H = high prize, M = middle prize, L = low prize.

[Dond]

1. Pick H, swap loses.
2. Pick M, eliminate L. Swap wins.
3. Pick M, eliminate H. Swap loses.
4. Pick L swap wins.

[Monty]

1. Pick H, swap loses.
3. Pick M, eliminate L. Swap wins.
4. Pick L, eliminate M. Swap wins.

Posted: Sun Oct 27, 2013 2:59 pm
by cp999
-deleted- gone away to think about this!

I have seen the £20 come up though. @David Healy, I was also offered 11,000 to qualify but eliminated boxes "too quickly" due to them not having questions in them, and the banker's offer after the first round was about 6k despite all the high boxes remaining(!) I might add that that particular terminal was one where I also got one of my (five, I think) 1-100 £20s.

Posted: Mon Oct 28, 2013 1:26 am
by Nil Satis
I only ever won £20 once on the original DOND, but I do remember from that time that very low points targets (was 11,000 the lowest possible?) didn't seem to provide any guarantee of a bigger prize.

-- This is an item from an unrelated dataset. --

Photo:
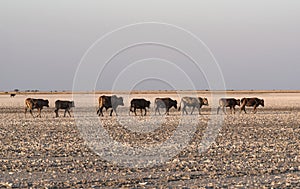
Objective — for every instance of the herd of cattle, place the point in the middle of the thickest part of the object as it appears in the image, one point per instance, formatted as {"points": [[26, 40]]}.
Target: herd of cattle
{"points": [[112, 102]]}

To pick up David Healy's original theme, I nabbed my first ever "top prize" on a slightly more recent old game on Friday night - Choose to Lose, which appeared on a KUDOS. I say "top prize" as the JP was £20 for 20 correct answers but I always played that one in what I suspect was the more common way, namely to try for 20 wrong answers for £10. The controls the game kept when you got closer to a full set of 20 wrong answers were to switch to two answers instead of four, and to speed up the timer considerably. I had both of those kick in for all of the last eight questions, four or five of which were real 50/50 guesses, so it was a nice moment to see all 20 come in.